1.3 Structure of the data
- There are three basic data structures:
- Cross-sectional data
- Time-series data
- Panel data
Cross-sectional data refers to the multiple observation units during one point in time (\(i=1,2,...,n\)), e.g. income of \(100\) households in one yer, say \(2004\)
Time-series refers to a single unit of observation across time (\(t=1,2,...,T\)), e.g. income of a single household for \(5\) years, say \(2001\), \(2002\), \(2003\), \(2004\), and \(2005\)
Panel data include observations for the same set of cross-sectional units \(i\) at different points in time \(t\), e.g. income of the same \(100\) households for \(5\) years
Collected data should be always organized in matrix form (observations are presented by rows and variables by columns)
When collecting the data some issues can emerge:
- Missing values (abbreviation NA or n/a represents “not applicable”)
- Measurement errors (collected data may not always present true values)
- Outliers (extreme values)
Example 1.5 Two tables are given below. Answer the following questions:
- Which table presents cross-sectionla data, and which one presents time-series data?
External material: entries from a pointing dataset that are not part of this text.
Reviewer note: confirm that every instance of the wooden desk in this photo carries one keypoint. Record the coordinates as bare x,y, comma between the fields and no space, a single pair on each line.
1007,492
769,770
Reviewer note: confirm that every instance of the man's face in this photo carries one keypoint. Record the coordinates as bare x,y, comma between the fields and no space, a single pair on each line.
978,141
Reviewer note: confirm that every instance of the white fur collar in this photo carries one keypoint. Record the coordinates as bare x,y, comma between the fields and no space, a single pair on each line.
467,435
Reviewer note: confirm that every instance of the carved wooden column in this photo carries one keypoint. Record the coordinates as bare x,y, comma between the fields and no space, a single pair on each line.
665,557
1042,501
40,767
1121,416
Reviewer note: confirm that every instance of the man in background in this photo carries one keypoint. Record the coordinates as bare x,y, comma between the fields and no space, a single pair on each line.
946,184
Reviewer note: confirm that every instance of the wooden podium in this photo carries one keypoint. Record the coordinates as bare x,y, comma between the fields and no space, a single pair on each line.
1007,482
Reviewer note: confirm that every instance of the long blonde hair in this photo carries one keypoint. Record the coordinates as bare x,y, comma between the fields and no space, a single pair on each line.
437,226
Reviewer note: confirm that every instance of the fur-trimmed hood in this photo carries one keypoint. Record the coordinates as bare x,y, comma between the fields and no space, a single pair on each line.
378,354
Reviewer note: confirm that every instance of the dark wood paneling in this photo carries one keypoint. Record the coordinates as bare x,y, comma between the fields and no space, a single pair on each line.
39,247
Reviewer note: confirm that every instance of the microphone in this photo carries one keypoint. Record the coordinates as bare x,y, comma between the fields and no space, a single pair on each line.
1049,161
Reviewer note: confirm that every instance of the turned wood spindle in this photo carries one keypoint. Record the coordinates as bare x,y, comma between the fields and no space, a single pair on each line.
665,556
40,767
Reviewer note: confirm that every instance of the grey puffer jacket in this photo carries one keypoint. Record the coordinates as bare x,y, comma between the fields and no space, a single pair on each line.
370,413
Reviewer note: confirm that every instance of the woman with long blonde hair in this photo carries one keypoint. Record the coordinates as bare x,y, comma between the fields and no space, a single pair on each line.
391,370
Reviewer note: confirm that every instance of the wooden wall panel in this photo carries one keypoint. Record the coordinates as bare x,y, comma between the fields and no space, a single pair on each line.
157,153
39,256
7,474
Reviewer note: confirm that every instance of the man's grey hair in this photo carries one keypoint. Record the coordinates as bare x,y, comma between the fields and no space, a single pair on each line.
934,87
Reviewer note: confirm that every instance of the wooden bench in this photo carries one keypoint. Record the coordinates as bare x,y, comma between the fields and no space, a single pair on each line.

- In which year cross-sectional data are observed?
- For which audit firm time-series data are observed?
- Indicate whether quantitative data are continuous or discrete.
Audit firm | Employees | Net margin |
---|---|---|
Deloitte | 334800 | 23.4 |
PwC | 284000 | 15.6 |
Erste & Young | 398965 | 20.7 |
KPMG | 227000 | 13.8 |
Year | Employees | Net margin |
---|---|---|
2016 | 204790 | 17.3 |
2017 | 223600 | 27.8 |
2018 | 287590 | 16.5 |
2019 | 334800 | 23.4 |